5. Terugbetaling van subsidies en renteloze voorschotten

5.1. Subsidies als genoemd onder 2.1 en 2.3 dienen over het algemeen voor de helft te worden terugbetaald

  • wanneer de student zijn/haar studie niet voltooit;

  • wanneer de student binnen vier jaar na voltooiing van zijn/haar studie elders gaat werken, ondanks werkmogelijkheden binnen de Oud-Katholieke Kerk van Nederland op het niveau van zijn/haar opleiding.

5.2. Renteloze voorschotten dienen altijd te worden terugbetaald, tenzij er redenen bestaan die het bestuur doen besluiten tot vervallenverklaring van de schuld.

5.3. De terugbetalingsregeling start op 1 januari volgend op de einddatum van de opleiding of de periode waarover de subsidie of het voorschot is toegekend en uitgekeerd.

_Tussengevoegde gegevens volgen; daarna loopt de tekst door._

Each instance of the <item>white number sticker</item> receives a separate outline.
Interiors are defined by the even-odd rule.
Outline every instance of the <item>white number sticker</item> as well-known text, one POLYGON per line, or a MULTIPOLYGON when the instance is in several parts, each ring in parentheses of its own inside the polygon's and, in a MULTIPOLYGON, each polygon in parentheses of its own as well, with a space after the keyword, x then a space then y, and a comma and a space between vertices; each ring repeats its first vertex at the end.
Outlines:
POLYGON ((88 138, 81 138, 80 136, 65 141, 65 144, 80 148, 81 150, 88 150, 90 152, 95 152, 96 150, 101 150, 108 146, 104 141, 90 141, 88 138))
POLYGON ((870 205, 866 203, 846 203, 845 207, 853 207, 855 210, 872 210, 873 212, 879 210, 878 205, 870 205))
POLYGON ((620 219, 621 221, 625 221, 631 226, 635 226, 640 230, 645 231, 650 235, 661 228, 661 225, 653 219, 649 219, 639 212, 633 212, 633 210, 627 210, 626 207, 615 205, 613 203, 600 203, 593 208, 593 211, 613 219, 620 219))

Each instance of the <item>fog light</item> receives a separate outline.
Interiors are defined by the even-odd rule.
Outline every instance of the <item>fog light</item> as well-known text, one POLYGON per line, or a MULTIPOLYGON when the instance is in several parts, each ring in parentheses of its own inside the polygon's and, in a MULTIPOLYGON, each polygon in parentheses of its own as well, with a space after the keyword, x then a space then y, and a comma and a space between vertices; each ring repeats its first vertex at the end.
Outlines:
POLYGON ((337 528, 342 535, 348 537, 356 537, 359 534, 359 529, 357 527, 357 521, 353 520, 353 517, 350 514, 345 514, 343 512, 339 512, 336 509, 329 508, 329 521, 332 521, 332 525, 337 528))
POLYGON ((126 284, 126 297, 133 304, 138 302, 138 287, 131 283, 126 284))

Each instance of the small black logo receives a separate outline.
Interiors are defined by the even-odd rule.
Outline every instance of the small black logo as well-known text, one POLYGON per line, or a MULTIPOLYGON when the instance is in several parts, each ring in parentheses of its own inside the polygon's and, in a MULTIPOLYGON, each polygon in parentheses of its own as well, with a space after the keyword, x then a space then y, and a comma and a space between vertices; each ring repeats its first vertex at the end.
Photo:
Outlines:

Vervolgens is er een aanloopfase van 2 jaar; in deze periode hoeft niet terugbetaald te worden (dit mag natuurlijk wel). Vervolgens start de aflosfase van in principe 10 jaar, waarin per maand een bedrag gelijk aan de totale schuld gedeeld door 120 (10 jaar x 12 maanden) dient te worden afgelost. Het minimumbedrag dat per maand moet worden afgelost bedraagt € 10.

5.4. In geval van aflossingsproblemen treedt degene die moet aflossen in overleg met het bestuur. Op basis van informatie over het inkomen kan het bestuur besluiten het aflossingsbedrag per maand te verlagen.

5.5. De schuld zal in het algemeen zijn afgelost 10 jaar nadat met aflossen is begonnen. Wanneer dit niet het geval is, kan de aflosfase bij wijze van uitzondering maximaal 15 jaar omvatten.

6. Voorlichting aan de studenten

De studenten van het Oud-Katholiek Seminarie worden via de website van het studiefonds op de hoogte gesteld van de subsidiemogelijkheden en van de wijze waarop een aanvraag bij de coördinator kan worden ingediend.

Daarnaast is er de website van het seminarie met informatie over de studie.

Algemene informatie over de Oud-Katholieke Kerk is te vinden op de website van de landelijke kerk.